Qualche settimana fa, il World Happiness Reports ha pubblicato il suo rapporto annuale sulla felicità mondiale tenendo conto dell’impatto di pandemia, rivolte, guerre e così via. Il Libano si è classificato al penultimo posto tra i 146 paesi, un gradino sopra l’Afghanistan. Lo stress, la preoccupazione, la tristezza e il calo del «godimento della vita», influiscono sui punteggi. Se i criteri di valutazione rimarranno questi, difficilmente il paese dei cedri scalerà questa particolare classifica grazie agli esiti delle elezioni del 15 maggio, le prime dopo la devastante esplosione al porto di Beirut il 4 agosto 2020.

Il voto, al di là dei «successi» dei partiti dell’estrema destra cristiana – rappresentata dalle Forze Libanesi e dalle Kataeb – e dell’arretramento del blocco sciita-cristiano (che era emerso vincente alle elezioni del 2018), è destinato a cambiare ben poco nel panorama politico. Anzi, rischia di aggravare l’inefficienza dello Stato alla base del crollo economico e finanziario che ha travolto il Libano gettando nella povertà centinaia di migliaia di famiglie. Il sistema elettorale confessionale – una delle ragioni della paralisi libanese – vanificherà in buona parte il peso dei 16 seggi (presunti) indipendenti e dell’ingresso in parlamento (128 seggi) di 13 deputati considerati espressione delle proteste popolari, contro malgoverno e corruzione, dell’ottobre del 2019. Ad aggravare il quadro potrebbe contribuire anche l’insistenza con cui le Forze Libanesi di Samir Geagea, galvanizzate dal risultato elettorale, chiedono ora il disarmo del movimento sciita Hezbollah. Una richiesta che, lo sanno tutti i libanesi, non sarà mai accolta e che potrebbe addirittura portare il Libano vicino al baratro di una nuova guerra civile.

Hezbollah, la più potente delle formazioni libanesi e alleata di ferro di Tehran e Damasco, ha mantenuto i 13 seggi del 2018. A perdere invece sono stati i suoi alleati: l’altro partito sciita, Amal, è passato da 16 a 14 seggi e la Corrente patriottica libera, partito cristiano fondato dal capo dello Stato, Michel Aoun, ha ottenuto solo 17 seggi cedendo il ruolo di principale formazione cristiana alle rivali Forze Libanesi salite da 15 a 19 seggi. Nel campo sunnita anti-Hezbollah, nonostante l’appoggio esterno dell’Arabia saudita, si è registrato un ampio astensionismo e il partito Al Mustaqbal dell’ex premier Saad Hariri – che alla vigilia del voto aveva invitato gli elettori a boicottare le urne – ha ottenuto solo sei seggi (gli altri sunniti eletti sono sostenitori della linea del movimento sciita). Il Partito socialista progressista (druso) e i suoi alleati hanno ottenuto solo otto seggi.

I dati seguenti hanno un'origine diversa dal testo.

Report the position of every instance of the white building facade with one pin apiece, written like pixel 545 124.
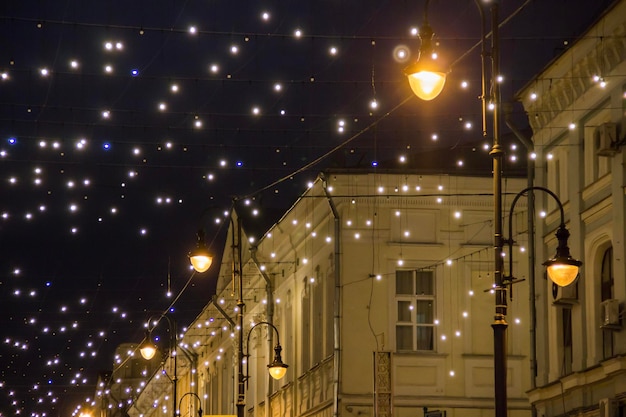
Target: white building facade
pixel 379 288
pixel 576 108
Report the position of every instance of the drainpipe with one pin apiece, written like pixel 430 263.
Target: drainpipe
pixel 269 289
pixel 530 147
pixel 337 300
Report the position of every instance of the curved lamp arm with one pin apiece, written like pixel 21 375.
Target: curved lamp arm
pixel 181 401
pixel 562 268
pixel 147 348
pixel 277 368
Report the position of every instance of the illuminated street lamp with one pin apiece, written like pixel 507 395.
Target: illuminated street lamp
pixel 148 350
pixel 562 268
pixel 200 257
pixel 426 76
pixel 181 401
pixel 277 369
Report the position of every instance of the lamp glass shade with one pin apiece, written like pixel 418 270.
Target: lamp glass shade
pixel 277 371
pixel 562 274
pixel 148 350
pixel 427 84
pixel 277 368
pixel 200 261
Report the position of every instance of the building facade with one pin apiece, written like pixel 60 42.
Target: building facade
pixel 378 286
pixel 576 108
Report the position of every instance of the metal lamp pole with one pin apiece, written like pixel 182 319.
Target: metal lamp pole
pixel 148 349
pixel 499 324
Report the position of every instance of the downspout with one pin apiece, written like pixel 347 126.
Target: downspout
pixel 269 289
pixel 336 301
pixel 530 147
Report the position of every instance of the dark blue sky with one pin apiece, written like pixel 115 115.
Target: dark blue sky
pixel 119 126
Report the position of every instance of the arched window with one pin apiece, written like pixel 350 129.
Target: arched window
pixel 606 293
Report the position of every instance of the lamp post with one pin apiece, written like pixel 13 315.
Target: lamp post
pixel 148 350
pixel 276 368
pixel 181 401
pixel 562 268
pixel 562 265
pixel 198 259
pixel 499 324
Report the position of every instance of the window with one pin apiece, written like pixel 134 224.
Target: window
pixel 566 324
pixel 606 293
pixel 415 304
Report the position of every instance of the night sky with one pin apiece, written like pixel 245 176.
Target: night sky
pixel 126 125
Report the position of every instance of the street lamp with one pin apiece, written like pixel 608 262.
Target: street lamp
pixel 499 324
pixel 181 401
pixel 200 257
pixel 426 76
pixel 237 276
pixel 277 368
pixel 562 268
pixel 148 350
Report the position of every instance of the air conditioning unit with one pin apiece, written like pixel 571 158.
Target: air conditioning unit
pixel 564 295
pixel 609 314
pixel 605 139
pixel 607 407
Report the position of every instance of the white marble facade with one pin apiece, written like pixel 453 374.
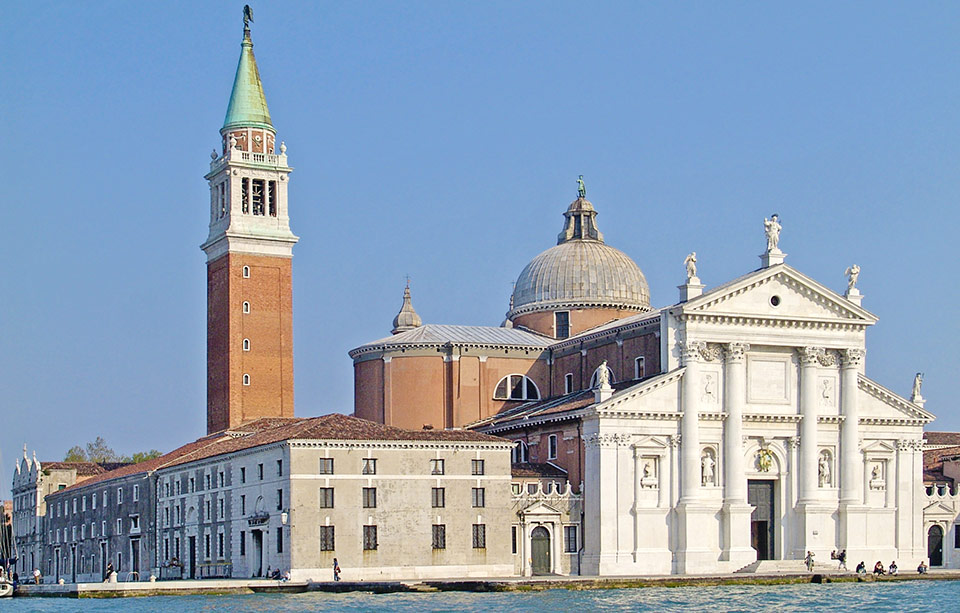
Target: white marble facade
pixel 762 435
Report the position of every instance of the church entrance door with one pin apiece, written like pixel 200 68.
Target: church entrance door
pixel 935 545
pixel 540 551
pixel 760 497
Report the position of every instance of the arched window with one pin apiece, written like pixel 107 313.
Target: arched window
pixel 516 387
pixel 596 373
pixel 519 453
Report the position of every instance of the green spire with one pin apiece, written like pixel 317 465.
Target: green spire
pixel 248 106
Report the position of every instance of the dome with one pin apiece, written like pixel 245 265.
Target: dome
pixel 581 271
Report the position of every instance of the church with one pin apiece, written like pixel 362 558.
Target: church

Il travaso di voti dal blocco 8 Marzo guidato da Hezbollah a quello avversario filoccidentale 14 Marzo, di fatto non cambia nulla a favore della stabilità del paese. Nessun partito ha la maggioranza per governare da solo, quindi saranno necessarie delle alleanze nel Parlamento. La paralisi politica, perciò, proseguirà. Formare un nuovo governo sarà ancora più complicato che in passato e la crisi economica potrebbe persino aggravarsi mentre le istituzioni internazionali e diversi paesi reclamano la realizzazione di riforme strutturali per sbloccare i finanziamenti destinati al Libano.

Il voto comunque merita qualche riflessione sul piano sociale e politico e sui riflessi che avrà nella regione. Il passo indietro dell’8 Marzo è importante, spiegava questa settimana l’analista Maher Khatib sul giornale Al Nasraa. «Questo blocco – ha scritto – non è riuscito ad attrarre gli elettori insoddisfatti e desiderosi di quel cambiamento radicale invocato durante le proteste del 2019…Ha commesso l’errore di cercare di trasformare le elezioni in una sorta di referendum sulle armi di Hezbollah invece di prestare attenzione alle questioni economiche e sociali che riguardano i cittadini».  Un errore che, unito ad altri, favorisce adesso la campagna delle Forze Libanesi volta a mettere sotto pressione Hezbollah e la sua ala armata.

Sul piano regionale, il voto offre all’Arabia saudita l’opportunità di rientrate pienamente in gioco per ridurre, a proprio vantaggio, l’influenza dell’Iran a Beirut. Non manca però chi, con più ottimismo, vede nei colloqui in corso tra Teheran e Riyadh una possibilità vera di riconciliazione tra i due paesi che potrebbe avere risvolti positivi anche per il futuro del Libano.